I know I’m tangling myself in words here, but in western cultures, showing the face is a sign that we trust the other person, and that we can be trusted. It’s a shame that there even needs to be a debate here (I really don’t understand immigrants who want to remake their new home into the place they left – I thought the idea was to adopt the culture of the new home and blend the best parts of the old culture into it, enriching the whole).
Certainly, I’m in favor of banning the likes of the chador while driving (severely restricted vision = unsafe driving), teaching (a teacher who can’t make eye contact with students? No way), learning (ditto for a student who can’t make eye contact with a teacher), and I have no argument with any business that refuses to serve chador-wearing people on the same grounds that it won’t serve someone in a motorbike helmet.
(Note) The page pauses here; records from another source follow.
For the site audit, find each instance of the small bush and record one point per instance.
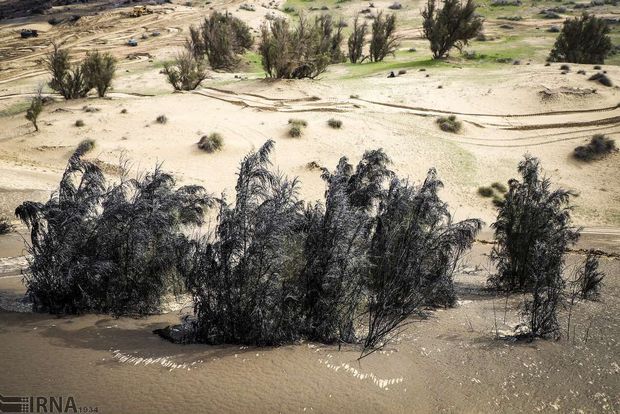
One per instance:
(449, 124)
(383, 41)
(583, 39)
(485, 191)
(295, 131)
(334, 123)
(498, 201)
(499, 187)
(99, 71)
(211, 143)
(185, 73)
(5, 225)
(36, 107)
(299, 122)
(356, 40)
(601, 78)
(85, 146)
(599, 146)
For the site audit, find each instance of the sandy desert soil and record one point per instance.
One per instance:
(449, 362)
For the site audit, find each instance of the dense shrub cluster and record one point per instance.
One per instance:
(301, 52)
(211, 143)
(583, 39)
(356, 40)
(108, 248)
(599, 146)
(533, 231)
(5, 225)
(383, 41)
(221, 38)
(274, 270)
(451, 26)
(75, 81)
(186, 72)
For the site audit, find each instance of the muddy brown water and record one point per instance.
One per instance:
(448, 362)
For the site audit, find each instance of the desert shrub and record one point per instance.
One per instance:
(5, 225)
(589, 280)
(295, 131)
(449, 124)
(451, 26)
(383, 41)
(533, 230)
(356, 40)
(186, 72)
(485, 191)
(599, 146)
(69, 81)
(498, 201)
(296, 121)
(583, 39)
(499, 187)
(211, 143)
(35, 109)
(334, 123)
(533, 217)
(330, 37)
(107, 248)
(99, 71)
(221, 37)
(601, 78)
(303, 52)
(85, 146)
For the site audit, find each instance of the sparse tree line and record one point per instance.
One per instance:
(271, 269)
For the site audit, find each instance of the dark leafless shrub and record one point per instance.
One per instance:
(5, 225)
(356, 40)
(99, 71)
(451, 26)
(414, 251)
(383, 41)
(243, 279)
(186, 72)
(35, 109)
(112, 249)
(599, 146)
(211, 143)
(601, 78)
(583, 39)
(532, 217)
I probably shouldn’t even start on the question of women’s rights and those garments. It would cause an even longer ramble that would degenerate into insults rather quickly. Suffice to say that any culture that feels the need to wrap its women in mobile tents has serious issues.
I see myself as sympathetic to the right of religious expression to be free from government interference. For example, I think that Christian Scientists and others should not be compelled by government to have medical procedures they do not object to. I don’t think parents should be prosecuting for withholding medical procedures from their children.
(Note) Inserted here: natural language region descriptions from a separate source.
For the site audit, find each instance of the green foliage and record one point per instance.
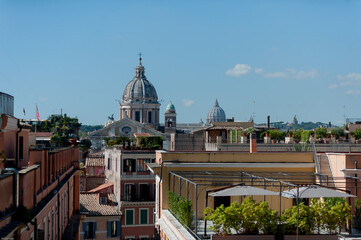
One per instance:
(119, 141)
(357, 218)
(298, 147)
(84, 129)
(85, 144)
(337, 214)
(277, 135)
(220, 220)
(246, 218)
(297, 134)
(338, 132)
(60, 140)
(305, 135)
(263, 134)
(250, 130)
(181, 208)
(356, 133)
(321, 132)
(153, 142)
(266, 218)
(63, 127)
(306, 219)
(239, 135)
(23, 215)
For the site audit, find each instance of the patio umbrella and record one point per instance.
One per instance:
(314, 191)
(239, 190)
(242, 191)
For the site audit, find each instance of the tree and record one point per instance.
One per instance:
(338, 132)
(321, 132)
(63, 128)
(356, 133)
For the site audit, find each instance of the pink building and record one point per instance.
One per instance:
(100, 216)
(134, 189)
(39, 188)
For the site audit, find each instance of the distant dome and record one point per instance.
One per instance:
(216, 114)
(140, 89)
(170, 108)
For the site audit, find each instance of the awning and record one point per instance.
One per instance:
(242, 191)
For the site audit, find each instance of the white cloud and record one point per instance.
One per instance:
(42, 99)
(351, 79)
(188, 102)
(276, 75)
(351, 76)
(293, 74)
(239, 69)
(332, 86)
(353, 92)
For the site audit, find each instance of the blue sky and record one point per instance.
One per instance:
(277, 58)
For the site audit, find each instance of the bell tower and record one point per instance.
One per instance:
(170, 119)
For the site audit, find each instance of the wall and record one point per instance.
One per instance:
(93, 182)
(102, 227)
(6, 190)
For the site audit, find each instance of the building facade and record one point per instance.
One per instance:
(140, 100)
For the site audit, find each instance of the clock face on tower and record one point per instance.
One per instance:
(126, 130)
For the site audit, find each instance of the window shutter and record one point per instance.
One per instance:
(119, 229)
(109, 229)
(133, 192)
(95, 228)
(85, 230)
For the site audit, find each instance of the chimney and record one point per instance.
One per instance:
(252, 143)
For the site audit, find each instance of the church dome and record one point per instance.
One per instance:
(216, 114)
(140, 89)
(170, 108)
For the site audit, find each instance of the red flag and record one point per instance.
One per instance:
(37, 113)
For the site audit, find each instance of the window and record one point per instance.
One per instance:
(129, 192)
(144, 193)
(103, 200)
(129, 165)
(137, 116)
(143, 216)
(89, 229)
(154, 215)
(142, 164)
(114, 229)
(129, 216)
(170, 122)
(149, 117)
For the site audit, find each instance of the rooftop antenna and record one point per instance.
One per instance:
(254, 110)
(140, 59)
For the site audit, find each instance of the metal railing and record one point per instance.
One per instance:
(271, 147)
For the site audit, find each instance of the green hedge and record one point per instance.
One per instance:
(181, 208)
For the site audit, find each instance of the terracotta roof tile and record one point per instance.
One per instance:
(94, 162)
(142, 135)
(89, 205)
(101, 187)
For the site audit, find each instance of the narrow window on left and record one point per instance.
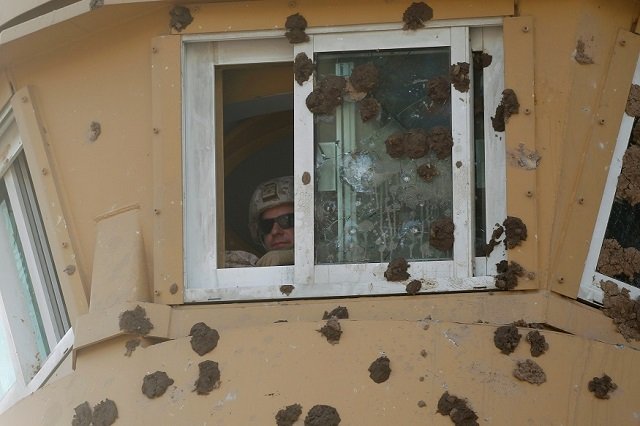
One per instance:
(33, 317)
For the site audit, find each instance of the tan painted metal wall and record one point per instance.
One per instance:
(98, 67)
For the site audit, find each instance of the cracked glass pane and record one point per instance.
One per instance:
(383, 158)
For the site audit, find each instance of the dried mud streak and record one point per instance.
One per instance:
(303, 68)
(633, 101)
(529, 371)
(83, 415)
(494, 241)
(341, 312)
(538, 343)
(628, 186)
(624, 312)
(439, 141)
(286, 289)
(135, 321)
(322, 415)
(208, 378)
(369, 109)
(459, 76)
(364, 77)
(332, 331)
(601, 386)
(581, 56)
(515, 232)
(156, 384)
(131, 346)
(441, 234)
(397, 270)
(427, 172)
(506, 338)
(105, 413)
(438, 89)
(296, 25)
(203, 338)
(614, 260)
(324, 99)
(508, 273)
(457, 409)
(180, 18)
(289, 415)
(413, 287)
(416, 15)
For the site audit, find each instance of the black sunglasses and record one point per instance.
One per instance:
(284, 221)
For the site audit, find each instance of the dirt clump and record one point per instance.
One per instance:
(508, 106)
(616, 261)
(302, 68)
(529, 371)
(289, 415)
(440, 142)
(397, 270)
(156, 384)
(369, 109)
(506, 338)
(494, 241)
(135, 321)
(331, 330)
(380, 369)
(83, 415)
(295, 26)
(633, 101)
(601, 386)
(180, 18)
(581, 56)
(415, 143)
(628, 186)
(624, 312)
(508, 273)
(413, 287)
(327, 96)
(395, 145)
(131, 346)
(203, 338)
(438, 89)
(322, 415)
(427, 172)
(457, 409)
(416, 15)
(364, 77)
(481, 60)
(286, 289)
(208, 377)
(341, 312)
(441, 234)
(538, 343)
(515, 232)
(105, 413)
(459, 76)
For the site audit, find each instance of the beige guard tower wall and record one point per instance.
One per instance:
(96, 65)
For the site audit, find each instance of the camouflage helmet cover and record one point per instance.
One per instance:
(268, 194)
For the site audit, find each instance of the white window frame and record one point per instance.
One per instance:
(202, 54)
(590, 283)
(30, 371)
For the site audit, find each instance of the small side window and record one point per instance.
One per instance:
(34, 324)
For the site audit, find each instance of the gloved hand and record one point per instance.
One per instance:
(277, 258)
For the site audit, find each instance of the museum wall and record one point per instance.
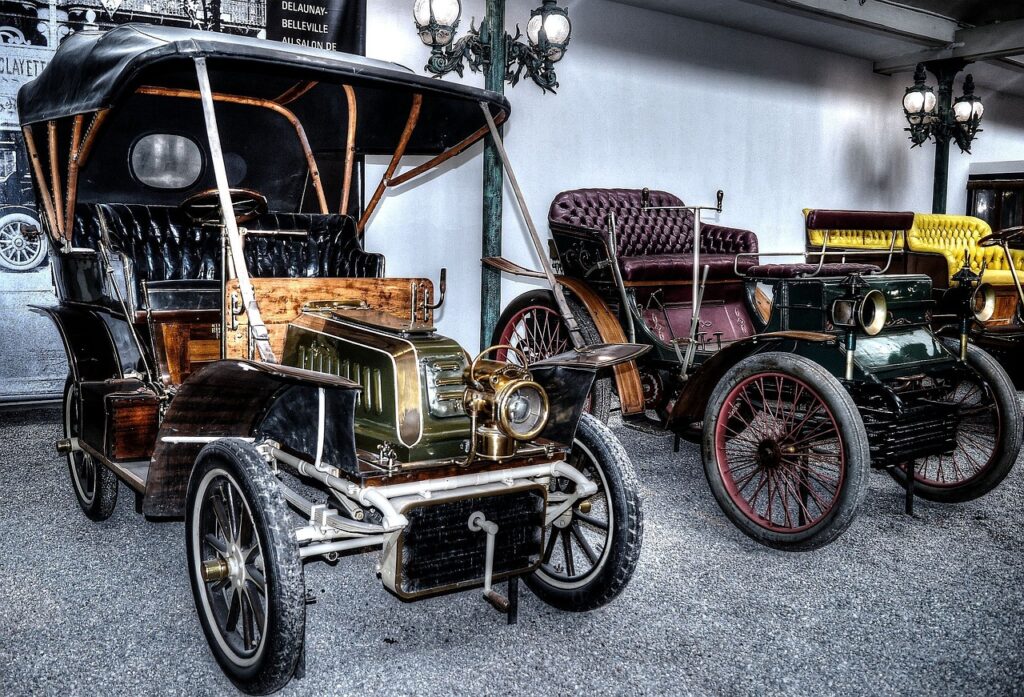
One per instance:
(649, 99)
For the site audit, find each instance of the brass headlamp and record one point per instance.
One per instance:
(505, 403)
(867, 311)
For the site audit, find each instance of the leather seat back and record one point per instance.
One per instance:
(643, 232)
(163, 245)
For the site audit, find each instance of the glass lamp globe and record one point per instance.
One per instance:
(963, 111)
(556, 27)
(918, 103)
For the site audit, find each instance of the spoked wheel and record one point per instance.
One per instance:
(245, 567)
(22, 245)
(988, 435)
(531, 323)
(95, 486)
(591, 551)
(785, 451)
I don’t believe the government has the authority to mandate medical procedures.
And yet I think the goverment could prohibit the chador in public spaces. It isn’t a priority for me because it is not part of my life. But I don’t reject policy proposals to limit the chador out of hand.
I think it is fine to prohibit them for the same reason that is is acceptable to prohibit bigamy or genital mutilation.
In the 19th century the Supreme Court upheld a prohibition against bigamy on narrow grounds — saying that while religious belief was protected, religious practice was not.
I see bigamy or FGM or the chador as a part of a culturaly system of sexist coercion that obviates the possibility of genuine consent. So, prohibiting the chador like prohibiting bigamy could be justifiable as a paternalistic civil rights protection for women.